Personality #8: “The Dynamo” (ESTP)
Personality Traits for ESTP:
Common Jobs for ESTP: Sale Manager, Budget Analyst, Cost Estimator, Financial Planner
Communication Style for ESTP: “Dynamos” are persuasive and energetic, ready to encourage other team members to take action on practical problems. They will keep their group interactions light and casual, which can stir conflict with those approaching meetings in a more serious manner. They are eager to take charge in times of crisis.
Personality #9: “The Performer” (ESFP)
Personality Traits for ESFP:
Common Jobs for ESFP: Public Relations, Event Coordinator, Retail Manager
Communication Style for ESFP: “Performers” are the team members that want to be in the middle of a conversation. They are hands-on and tuned into the needs of other team members. At the same time, they are fun-loving, and approach meetings as a way to interact with other team members in a light-hearted way, which can create conflict among those who are more task-oriented.
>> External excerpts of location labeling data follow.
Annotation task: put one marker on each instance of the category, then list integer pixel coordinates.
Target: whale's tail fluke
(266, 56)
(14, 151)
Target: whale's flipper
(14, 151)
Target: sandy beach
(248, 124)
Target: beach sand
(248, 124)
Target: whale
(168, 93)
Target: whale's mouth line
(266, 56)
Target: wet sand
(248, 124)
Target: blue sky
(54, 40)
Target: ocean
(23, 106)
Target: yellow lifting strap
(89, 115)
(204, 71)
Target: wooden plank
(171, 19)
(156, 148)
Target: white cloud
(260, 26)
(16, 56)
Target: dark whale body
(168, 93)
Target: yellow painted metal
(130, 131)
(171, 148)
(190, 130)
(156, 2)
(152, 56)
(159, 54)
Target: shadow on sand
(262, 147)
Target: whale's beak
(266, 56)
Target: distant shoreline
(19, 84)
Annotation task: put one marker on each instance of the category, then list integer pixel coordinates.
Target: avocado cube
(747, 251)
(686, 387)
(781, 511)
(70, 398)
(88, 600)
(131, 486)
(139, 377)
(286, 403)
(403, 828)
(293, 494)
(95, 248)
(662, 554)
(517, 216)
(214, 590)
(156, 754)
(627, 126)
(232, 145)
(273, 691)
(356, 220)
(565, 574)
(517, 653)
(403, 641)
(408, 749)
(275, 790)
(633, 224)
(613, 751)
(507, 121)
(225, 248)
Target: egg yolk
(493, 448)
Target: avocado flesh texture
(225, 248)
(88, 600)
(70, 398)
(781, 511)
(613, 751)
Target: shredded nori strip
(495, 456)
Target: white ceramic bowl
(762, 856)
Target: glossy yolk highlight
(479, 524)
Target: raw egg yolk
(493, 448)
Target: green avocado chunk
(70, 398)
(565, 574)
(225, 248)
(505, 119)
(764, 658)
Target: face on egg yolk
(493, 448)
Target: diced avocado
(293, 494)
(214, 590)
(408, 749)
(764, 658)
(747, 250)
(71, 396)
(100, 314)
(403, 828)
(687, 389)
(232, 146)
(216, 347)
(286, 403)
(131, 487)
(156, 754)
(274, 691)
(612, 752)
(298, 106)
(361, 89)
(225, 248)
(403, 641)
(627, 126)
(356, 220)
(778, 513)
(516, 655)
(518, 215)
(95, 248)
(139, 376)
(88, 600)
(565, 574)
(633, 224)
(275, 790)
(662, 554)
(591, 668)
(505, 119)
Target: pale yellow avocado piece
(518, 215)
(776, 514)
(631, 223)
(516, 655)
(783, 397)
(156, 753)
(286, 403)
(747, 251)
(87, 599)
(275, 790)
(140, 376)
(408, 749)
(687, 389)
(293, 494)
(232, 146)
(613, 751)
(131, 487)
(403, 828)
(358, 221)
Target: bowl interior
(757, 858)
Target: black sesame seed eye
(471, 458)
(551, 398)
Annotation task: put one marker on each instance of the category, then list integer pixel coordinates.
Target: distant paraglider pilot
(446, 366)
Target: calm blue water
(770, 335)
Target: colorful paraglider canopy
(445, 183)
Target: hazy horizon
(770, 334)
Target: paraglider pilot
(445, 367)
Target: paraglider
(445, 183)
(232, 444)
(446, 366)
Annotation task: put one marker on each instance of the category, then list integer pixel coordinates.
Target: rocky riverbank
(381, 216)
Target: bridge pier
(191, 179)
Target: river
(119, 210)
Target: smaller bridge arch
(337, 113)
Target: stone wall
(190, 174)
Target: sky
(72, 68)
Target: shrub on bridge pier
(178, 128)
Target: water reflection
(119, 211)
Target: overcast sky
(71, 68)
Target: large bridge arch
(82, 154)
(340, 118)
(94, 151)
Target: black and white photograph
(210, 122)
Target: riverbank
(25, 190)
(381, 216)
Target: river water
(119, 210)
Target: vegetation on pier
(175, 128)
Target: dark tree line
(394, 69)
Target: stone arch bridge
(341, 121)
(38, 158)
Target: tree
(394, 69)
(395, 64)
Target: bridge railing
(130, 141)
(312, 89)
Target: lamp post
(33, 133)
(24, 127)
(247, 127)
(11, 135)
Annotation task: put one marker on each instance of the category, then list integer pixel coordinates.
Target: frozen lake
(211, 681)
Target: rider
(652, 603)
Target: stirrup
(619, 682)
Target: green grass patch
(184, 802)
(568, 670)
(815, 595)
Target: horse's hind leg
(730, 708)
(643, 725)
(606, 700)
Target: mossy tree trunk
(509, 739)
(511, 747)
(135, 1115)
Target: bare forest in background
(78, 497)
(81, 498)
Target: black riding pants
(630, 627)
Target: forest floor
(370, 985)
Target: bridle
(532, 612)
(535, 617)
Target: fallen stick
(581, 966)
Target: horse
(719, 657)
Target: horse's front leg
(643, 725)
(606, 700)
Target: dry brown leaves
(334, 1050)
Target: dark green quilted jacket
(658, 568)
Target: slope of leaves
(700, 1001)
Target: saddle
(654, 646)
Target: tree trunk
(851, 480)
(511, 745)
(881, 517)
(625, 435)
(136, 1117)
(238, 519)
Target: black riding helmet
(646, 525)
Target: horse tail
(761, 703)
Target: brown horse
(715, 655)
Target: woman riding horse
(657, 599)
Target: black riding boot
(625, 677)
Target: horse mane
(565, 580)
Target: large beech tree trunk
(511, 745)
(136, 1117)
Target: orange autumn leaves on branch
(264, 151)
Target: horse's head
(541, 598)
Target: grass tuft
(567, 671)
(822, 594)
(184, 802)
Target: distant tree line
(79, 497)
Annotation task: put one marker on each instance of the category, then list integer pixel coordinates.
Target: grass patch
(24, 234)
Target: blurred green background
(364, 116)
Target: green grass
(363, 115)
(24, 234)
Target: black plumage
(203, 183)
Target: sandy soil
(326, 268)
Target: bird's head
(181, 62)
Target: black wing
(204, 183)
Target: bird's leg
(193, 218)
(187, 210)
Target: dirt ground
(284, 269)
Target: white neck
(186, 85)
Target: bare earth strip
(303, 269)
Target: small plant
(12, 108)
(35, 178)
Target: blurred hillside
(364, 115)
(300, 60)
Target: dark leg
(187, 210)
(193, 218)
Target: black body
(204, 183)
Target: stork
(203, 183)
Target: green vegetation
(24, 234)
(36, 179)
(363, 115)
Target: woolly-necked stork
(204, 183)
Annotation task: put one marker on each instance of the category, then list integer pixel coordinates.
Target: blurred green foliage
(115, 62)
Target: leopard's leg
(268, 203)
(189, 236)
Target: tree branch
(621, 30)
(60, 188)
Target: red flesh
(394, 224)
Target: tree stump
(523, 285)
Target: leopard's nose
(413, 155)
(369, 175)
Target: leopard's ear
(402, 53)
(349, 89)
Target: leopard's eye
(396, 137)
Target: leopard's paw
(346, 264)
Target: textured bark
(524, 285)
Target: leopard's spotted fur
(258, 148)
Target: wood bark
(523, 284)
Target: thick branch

Personality #10: “The Architect” (INTP)
Personality Traits for INTP:
- Deeply Analytical
Common Jobs for INTP: Software engineer, programmer, Market Research Analyst, Multimedia Artist or Animator
Communication Style for INTP: “Architects” strive to understand complex problems on a deeper level than their peers. They are independent thinkers and are known for coming up with innovative ideas to help reach team goals, but they will need the space to approach and analyze problems their way. They’re not one for small talk and may get irritated at those who tend to approach meetings with more of a personal touch.